— Ты, поди, еще у отца будешь благословения спрашивать? — сетовал Антон на друга.

— Буду, и венчаться надо... Если Лена согласится, — отвечал Алексей.

— Да она-то хоть завтра!

Так, наверное, прошел год. И действительно, Алексей получил благословение от отца и от матери. И когда, казалось бы, можно было назначать день свадьбы (хотели сразу после Рождества), грянула маленькая, но, как оказалось, долгая и кровавая война.

*  *  *

— Чай будешь пить? — спросила Ева.

Монах отрицательно помотал головой.

— Тебе, поди, иконы нужны, чтоб помолиться на сон грядущий? На кухне есть, чай и мы христиане. Там угол красный. Еще от деда. Иконы старые. У меня уж несколько раз просили продать.

Алексий последовал за Евой на кухню, где в углу напротив входа действительно располагался красный угол с лампадкой. Он быстро сходил обратно в гостиную, развязал свой мешок и достал оттуда небольшую бутылочку с лампадным маслом. Через пару минут ровный огонек уже высвечивал лики Спасителя, Богородицы и Николая Чудотворца. Монах встал на колени и склонил голову... Ева, глядя на него, как-то робко, словно стесняясь, перекрестилась. Последний раз она видела человека на коленях перед иконами, когда привезли цинковый гроб из Афганистана. Мать тогда молилась ночи напролет.

— Зачем? — спросила Ева.

— Раньше надо было! Когда там был! Будь он проклят атеизм ваш липовый! — в сердцах выкрикнула мать.

*  *  *

Никогда Алексею не снились Антон и Лена, может, потому, что молился он о них усердно. И кто знает, может, и они молились о нем там. Не видел он во снах разорванной в клочья командно-штабной машины, не видел успевшего выскочить, но скошенного очередью водителя, обнявшего перед смертью горящее дерево, не видел катящегося в его сторону дымившегося колеса, перескакивавшего через куски человеческих тел... Не видел он Антона и Лену в скоротечных сумбурных снах, о назначении которых гадать не пытался. Зато часто видел привалившегося к стене солдатика, бушлат которого перемешался с кровью и телом. В последние свои минуты он смотрел на мир удивленным, ничего не понимающим взглядом, в котором угасал главный вопрос. Это была ни гримаса ужаса или боли, это был именно вопрос — вопрос ко всем. Рот его открывался, чтобы безуспешно захватить разорванными легкими воздух.

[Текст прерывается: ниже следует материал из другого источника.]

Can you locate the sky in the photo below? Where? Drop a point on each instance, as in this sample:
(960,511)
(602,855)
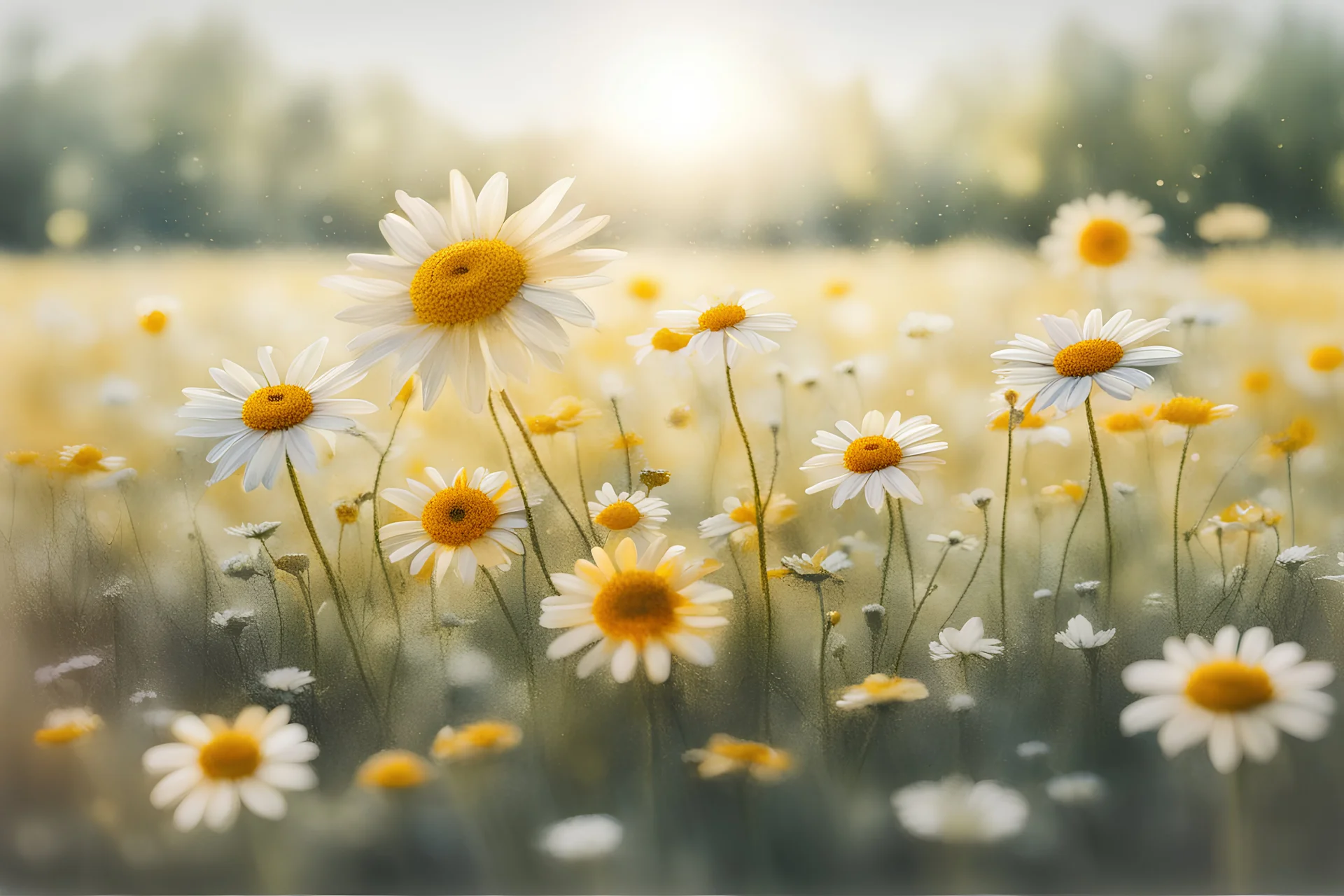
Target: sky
(510,66)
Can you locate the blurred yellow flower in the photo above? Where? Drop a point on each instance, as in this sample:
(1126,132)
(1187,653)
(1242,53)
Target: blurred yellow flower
(1324,359)
(1298,434)
(476,739)
(724,754)
(394,770)
(645,288)
(66,726)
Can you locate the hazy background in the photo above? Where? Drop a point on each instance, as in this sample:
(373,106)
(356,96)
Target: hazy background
(190,122)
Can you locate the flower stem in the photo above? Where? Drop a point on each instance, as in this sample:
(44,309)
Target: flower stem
(760,522)
(1105,501)
(537,460)
(1180,473)
(337,593)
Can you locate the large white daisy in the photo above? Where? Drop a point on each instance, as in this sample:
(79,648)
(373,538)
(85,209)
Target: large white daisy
(463,526)
(1101,232)
(635,605)
(265,418)
(1237,694)
(881,457)
(727,326)
(1063,370)
(473,298)
(216,766)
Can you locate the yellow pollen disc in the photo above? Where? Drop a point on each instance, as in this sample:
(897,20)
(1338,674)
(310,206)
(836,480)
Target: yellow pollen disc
(722,317)
(277,407)
(635,606)
(1326,359)
(619,514)
(1184,410)
(458,516)
(1228,685)
(1104,242)
(1089,356)
(872,453)
(230,755)
(467,281)
(668,342)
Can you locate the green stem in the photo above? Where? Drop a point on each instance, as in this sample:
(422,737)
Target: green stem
(337,593)
(537,460)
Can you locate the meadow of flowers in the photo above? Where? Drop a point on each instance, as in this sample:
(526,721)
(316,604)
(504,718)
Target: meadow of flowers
(502,561)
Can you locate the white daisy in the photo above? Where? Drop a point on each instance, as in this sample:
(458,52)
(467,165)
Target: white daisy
(638,514)
(651,605)
(958,811)
(1079,636)
(473,298)
(1101,232)
(216,766)
(718,326)
(878,458)
(261,421)
(1065,368)
(463,526)
(967,641)
(1237,692)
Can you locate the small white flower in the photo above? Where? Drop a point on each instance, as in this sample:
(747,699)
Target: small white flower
(1075,789)
(958,811)
(967,641)
(1079,636)
(582,839)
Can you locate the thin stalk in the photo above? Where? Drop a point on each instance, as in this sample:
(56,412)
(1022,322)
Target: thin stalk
(1105,501)
(537,460)
(337,593)
(1180,473)
(760,522)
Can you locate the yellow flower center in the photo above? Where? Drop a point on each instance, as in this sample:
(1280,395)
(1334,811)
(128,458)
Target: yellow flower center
(394,770)
(722,317)
(619,514)
(467,281)
(635,606)
(1228,685)
(458,516)
(1326,358)
(668,342)
(1184,410)
(872,453)
(277,407)
(230,755)
(1104,242)
(153,321)
(1089,356)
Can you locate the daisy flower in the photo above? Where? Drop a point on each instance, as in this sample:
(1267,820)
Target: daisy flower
(264,419)
(1237,692)
(1101,232)
(878,688)
(636,514)
(463,526)
(635,605)
(1105,354)
(876,460)
(1079,636)
(958,811)
(727,326)
(967,641)
(216,764)
(476,739)
(473,298)
(724,754)
(659,339)
(737,523)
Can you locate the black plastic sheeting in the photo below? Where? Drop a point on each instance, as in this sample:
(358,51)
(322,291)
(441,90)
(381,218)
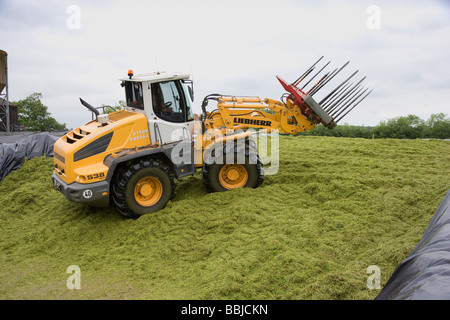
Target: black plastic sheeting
(425,274)
(12,155)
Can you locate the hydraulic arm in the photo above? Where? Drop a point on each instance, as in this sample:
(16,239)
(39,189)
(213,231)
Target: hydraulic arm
(299,113)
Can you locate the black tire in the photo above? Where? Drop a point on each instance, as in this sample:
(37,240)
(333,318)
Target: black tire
(127,179)
(252,164)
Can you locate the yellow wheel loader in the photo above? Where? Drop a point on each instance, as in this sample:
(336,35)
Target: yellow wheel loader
(130,158)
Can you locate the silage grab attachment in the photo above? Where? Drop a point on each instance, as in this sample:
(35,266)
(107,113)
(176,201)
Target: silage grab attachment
(335,105)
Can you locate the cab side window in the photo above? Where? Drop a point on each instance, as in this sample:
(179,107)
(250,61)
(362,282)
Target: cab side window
(134,95)
(169,101)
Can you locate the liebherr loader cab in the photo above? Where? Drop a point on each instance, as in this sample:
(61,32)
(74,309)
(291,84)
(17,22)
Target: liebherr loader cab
(166,102)
(131,158)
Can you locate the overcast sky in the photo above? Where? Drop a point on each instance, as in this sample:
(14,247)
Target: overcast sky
(71,49)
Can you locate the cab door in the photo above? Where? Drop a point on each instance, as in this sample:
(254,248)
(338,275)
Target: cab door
(171,118)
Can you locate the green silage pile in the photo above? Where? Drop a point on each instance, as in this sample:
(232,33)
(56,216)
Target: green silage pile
(335,207)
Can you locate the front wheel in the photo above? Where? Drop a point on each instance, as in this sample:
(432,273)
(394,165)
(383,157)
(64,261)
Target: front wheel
(246,171)
(143,187)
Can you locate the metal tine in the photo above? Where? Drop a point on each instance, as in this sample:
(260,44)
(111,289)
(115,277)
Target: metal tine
(309,70)
(331,77)
(328,78)
(344,102)
(316,75)
(324,99)
(351,102)
(341,99)
(336,104)
(304,76)
(353,106)
(335,96)
(317,83)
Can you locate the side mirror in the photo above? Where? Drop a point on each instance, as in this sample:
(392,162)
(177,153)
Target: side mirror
(191,92)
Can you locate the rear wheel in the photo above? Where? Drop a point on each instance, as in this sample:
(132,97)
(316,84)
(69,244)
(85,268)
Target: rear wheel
(143,187)
(246,171)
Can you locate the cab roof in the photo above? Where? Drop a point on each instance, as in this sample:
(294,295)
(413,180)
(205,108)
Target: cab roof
(159,76)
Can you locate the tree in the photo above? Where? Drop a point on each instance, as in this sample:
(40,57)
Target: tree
(438,126)
(409,127)
(34,115)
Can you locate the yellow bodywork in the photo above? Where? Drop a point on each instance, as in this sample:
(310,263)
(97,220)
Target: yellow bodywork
(243,113)
(125,130)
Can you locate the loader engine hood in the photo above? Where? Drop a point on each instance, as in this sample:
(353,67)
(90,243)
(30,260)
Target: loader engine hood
(79,155)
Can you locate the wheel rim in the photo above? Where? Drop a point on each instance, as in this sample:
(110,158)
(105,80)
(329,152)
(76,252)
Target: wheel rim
(233,176)
(148,191)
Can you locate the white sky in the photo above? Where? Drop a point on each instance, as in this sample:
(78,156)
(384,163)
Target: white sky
(231,47)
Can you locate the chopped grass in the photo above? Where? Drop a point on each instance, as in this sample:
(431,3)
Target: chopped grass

Вспомнилась тогда первая в жизни осознанная наступающая смерть — лещ на траве — жабры и мертвеющий взгляд. В какую воду столкнуть солдатика, чтобы он смог дышать?

Командовать больше было некем. Живых в обозримом радиусе не наблюдалось, но бой продолжался, словно невидимый за стенами враг охотился на таких же невидимок. Да где-то вдалеке такой же невидимый в стене огня русский воин продолжал стрелять из пушки горящей уже БМП.

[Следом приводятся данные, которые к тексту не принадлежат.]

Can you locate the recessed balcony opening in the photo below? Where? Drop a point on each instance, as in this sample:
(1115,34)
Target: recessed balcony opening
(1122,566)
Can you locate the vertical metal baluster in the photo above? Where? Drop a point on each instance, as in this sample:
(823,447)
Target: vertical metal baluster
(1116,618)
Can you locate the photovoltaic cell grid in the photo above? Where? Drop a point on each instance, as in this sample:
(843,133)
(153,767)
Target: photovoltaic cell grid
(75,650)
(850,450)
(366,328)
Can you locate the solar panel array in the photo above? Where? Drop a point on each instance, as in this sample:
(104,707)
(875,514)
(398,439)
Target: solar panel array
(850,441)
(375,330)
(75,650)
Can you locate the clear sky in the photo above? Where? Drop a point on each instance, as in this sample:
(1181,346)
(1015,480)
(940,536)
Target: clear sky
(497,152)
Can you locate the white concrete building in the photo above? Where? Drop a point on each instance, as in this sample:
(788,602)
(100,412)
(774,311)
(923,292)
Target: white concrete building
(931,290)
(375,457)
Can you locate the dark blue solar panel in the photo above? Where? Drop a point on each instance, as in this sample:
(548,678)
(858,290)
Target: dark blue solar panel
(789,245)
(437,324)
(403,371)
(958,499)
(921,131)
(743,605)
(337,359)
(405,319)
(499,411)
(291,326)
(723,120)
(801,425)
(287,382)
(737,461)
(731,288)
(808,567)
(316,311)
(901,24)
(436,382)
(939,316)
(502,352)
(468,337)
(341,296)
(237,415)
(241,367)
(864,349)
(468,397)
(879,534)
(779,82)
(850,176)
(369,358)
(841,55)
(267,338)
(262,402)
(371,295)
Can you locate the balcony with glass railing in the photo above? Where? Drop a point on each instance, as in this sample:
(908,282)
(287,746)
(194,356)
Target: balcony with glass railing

И тогда Алексий упал на колени перед солдатом и начал читать канон на исход души. То, что помнил. Правильно или неправильно в эту минуту поступал офицер, в одночасье ставший боевым, — судить некому, и никто не имеет права. Никогда до этого и уже никогда после этого он не произносил слова молитвы с такой страстью и силой, обливаясь слезами и содрогаясь от рыданий. И даже сейчас он не мог представить, как нелепо мог смотреться офицер, читающий на коленях молитвы перед умирающим солдатом — в хаосе неуправляемого уже боя, точнее даже — расстрела штурмового отряда, среди искореженного металла, изуродованных тел и чужого города в родной стране.

— В месте злачне, в месте покойне, идеже лицы святых веселятся, душу раба Твоего преставленнаго покой, Христе, Едине Милостиве...

Наверное, он молился за всех, кто превратился в эту ночь в дым и огонь, кто умирал с мучительным вопросом, ответа на который ни у командования, ни у правительства нет до сих пор...

— Покой, Спасе наш, с праведными раба Твоего, и сего всели во дворы Твоя, якоже есть писано, презирая, яко Благ, прегрешения его вольная и невольная, и вся яже в ведении и не в ведении, Человеколюбче.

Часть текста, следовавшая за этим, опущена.